In the last picture notice around the eyes that the color is consistent with the rest of the animal. If the area around the eyes was darker I would agree that the animal would darken over time. With that said and the absence of a darker color around the eyes I believe the calve will be tan as an adult.


----------



## Chief Cook (Apr 24, 2011)

Congratulations on the heifer and she is pretty no matter what her color is called. LOL We saw some silvery blue beef cows on a trip recently. Would love to have a herd of them! Hope she goes up healthy and turns out to be one of your favorites.


----------



## bama-newsteader (Dec 2, 2011)

She sure is a beauty! I agree with Agman.....I had 3 calves this year born that dun color, but dark around the eyes. They are almost totally black now.


----------



## Farmerboy16 (Dec 4, 2012)

Thanks everyone. Agman, I see what you mean about the color around the Belinda's eyes.
This is my cow's first calf, Maybelle, born last year- 50% lowline- 
Day old- All black








2 months old- Red, but darker around eyes-








1 year old, all black.









I will update in a few months on Belinda's coloring.


----------



## Miss Kay (Mar 31, 2012)

She is 3/4 Guernsey and her nose is half light which you always expect from guernseys (light colored nose that is). She will probably be darker than a Guernsey but I bet not much. I vote for a dark tan.


----------



## DarleneJ (Jan 29, 2012)

It is hard to see, but if she is gray without the red/brown tones a butcher I know has called the color "mouse". He's had one on occasion and has kept them around for "variety" if they were heifers. He's had different cows but always bred them to a black angus bull. Once in a while one of the girls would throw a mouse-colored calf.

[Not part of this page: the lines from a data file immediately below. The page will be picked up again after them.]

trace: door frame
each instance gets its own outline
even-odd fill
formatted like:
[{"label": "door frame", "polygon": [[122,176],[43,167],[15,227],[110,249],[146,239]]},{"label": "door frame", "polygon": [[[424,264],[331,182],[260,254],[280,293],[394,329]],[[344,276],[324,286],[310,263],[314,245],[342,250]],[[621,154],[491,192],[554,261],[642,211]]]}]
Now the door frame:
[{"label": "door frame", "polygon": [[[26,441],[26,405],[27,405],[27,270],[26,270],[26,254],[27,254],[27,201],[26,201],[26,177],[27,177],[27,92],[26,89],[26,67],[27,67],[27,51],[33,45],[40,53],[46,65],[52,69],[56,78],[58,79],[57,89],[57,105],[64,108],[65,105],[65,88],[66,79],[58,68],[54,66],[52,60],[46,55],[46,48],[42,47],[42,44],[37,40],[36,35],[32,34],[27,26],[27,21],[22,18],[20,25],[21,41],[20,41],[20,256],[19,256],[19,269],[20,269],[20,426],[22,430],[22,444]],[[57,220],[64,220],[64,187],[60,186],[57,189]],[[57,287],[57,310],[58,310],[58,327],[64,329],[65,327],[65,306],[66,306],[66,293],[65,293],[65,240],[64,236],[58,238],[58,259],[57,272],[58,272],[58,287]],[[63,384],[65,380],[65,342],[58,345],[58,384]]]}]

Your girl is sure pretty. Let us know what you end up with.


----------



## ATPFARM (Dec 31, 2012)

ash color ... dark ash


----------



## Jersey/guernsey (Nov 12, 2012)

My Eleanor was just that color when she was born and was black as an adult. 
Your new heifer is beautiful! Love that Guernsey face


----------



## Farmerboy16 (Dec 4, 2012)

Here is Belinda at 4 weeks old.


----------



## o&itw (Dec 19, 2008)

Looks like it may end up being a brindle. One doesn't end up seeing them much anymore.


----------



## linn (Jul 19, 2005)

She is a beauty. I would call her color dunn.


----------